Najważniejszą zaletą urządzenia jest możliwość dostosowania ciśnienia powietrza oraz stężenia tlenu w hełmie do potrzeb pacjenta. Regulować je mogą lekarze. – Wiemy, że w czasie leczenia może dojść do niewydolności oddechowej. Pacjentowi może więc pomóc podanie tlenu w wysokim stężeniu – wyjaśnia mjr Płatek z WAT. Podkreśla jednocześnie, że zaletą hełmu jest także to, iż zakażony koronawirusem wydycha powietrze przez filtr, zatem zmniejsza ryzyko rozprzestrzeniania się choroby i zarażenia osób, które są w jego najbliższym otoczeniu.
Prace nad hełmem trwają niespełna miesiąc. W tym czasie inżynierom z WAT i Politechniki udało się stworzyć już kilka modeli urządzenia. – Naszym zadaniem było opracowanie wszelkiej armatury do hełmu, tak by można go było podłączyć do standardowych, używanych w szpitalach urządzeń medycznych – wyjaśnia mjr Płatek. Inżynier podkreśla, że nad projektem pracują także specjaliści z Instytutu Robotów i Konstrukcji Maszyn Wydziału Inżynierii Mechanicznej WAT. Naukowcy opracowali i wykonali kilka wariantów zespołów części doprowadzających powietrze do hełmu i odprowadzających je z niego, wykorzystując do tego celu tzw. druk 3D. Podobnej techniku wcześniej używano do wyprodukowania przyłbic ochronnych, które WAT przekazywał placówkom służby zdrowia.
Inżynierowie z Politechniki Warszawskiej oraz pracownicy stołecznej Akademii Sztuk Pięknych odpowiedzialni są za dobór odpowiednich materiałów do wykonania hełmu.

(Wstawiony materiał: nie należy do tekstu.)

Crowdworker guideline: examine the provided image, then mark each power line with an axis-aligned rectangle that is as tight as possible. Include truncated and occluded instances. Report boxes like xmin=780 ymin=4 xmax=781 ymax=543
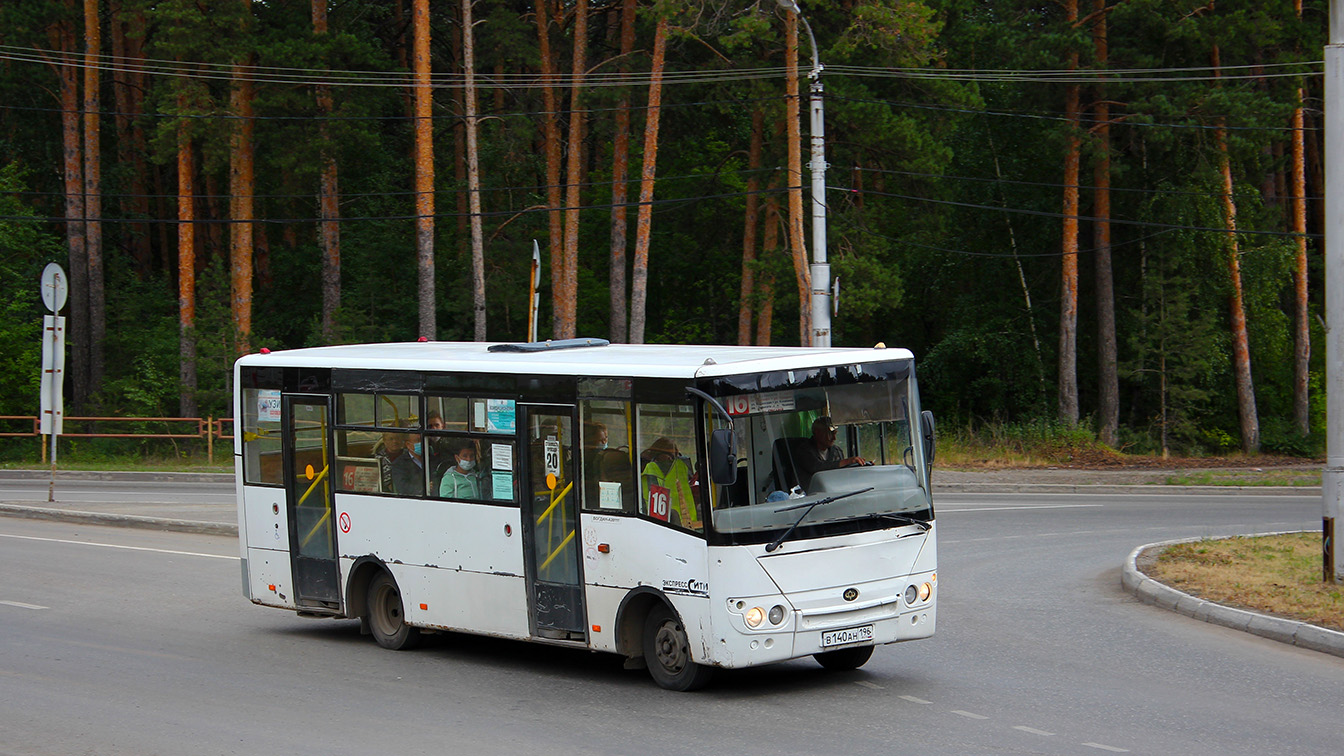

W projekt zaangażowała się także polska firma WATS z Bujakowa, która nieodpłatnie wykonała modele testowe.
Pierwsze egzemplarze hełmów wspierających pacjentów niewydolnych oddechowo są teraz testowane przez lekarzy i studentów Warszawskiego Uniwersytetu Medycznego. – Musimy zweryfikować, czy zaproponowane przez nas rozwiązania się sprawdzają. Lekarze ocenią stężenie dwutlenku węgla wewnątrz hełmu oraz wskażą potencjalne niedogodności, jakie mogą doskwierać pacjentowi, np. szum czy wilgotność powietrza wewnątrz hełmu – opisuje mjr Płatek. Naukowcy na bieżąco wprowadzają poprawki zgłaszane przez lekarzy. Starają się także uzyskać dofinansowanie projektu badawczego, bo dotąd wszystkie prace wykonywali w formie wolontariatu.
Gdy hełm będzie gotowy i przejdzie certyfikacje medyczne, ma szansę trafić do szpitali, gdzie leczeni są pacjenci z niewydolnością oddechową.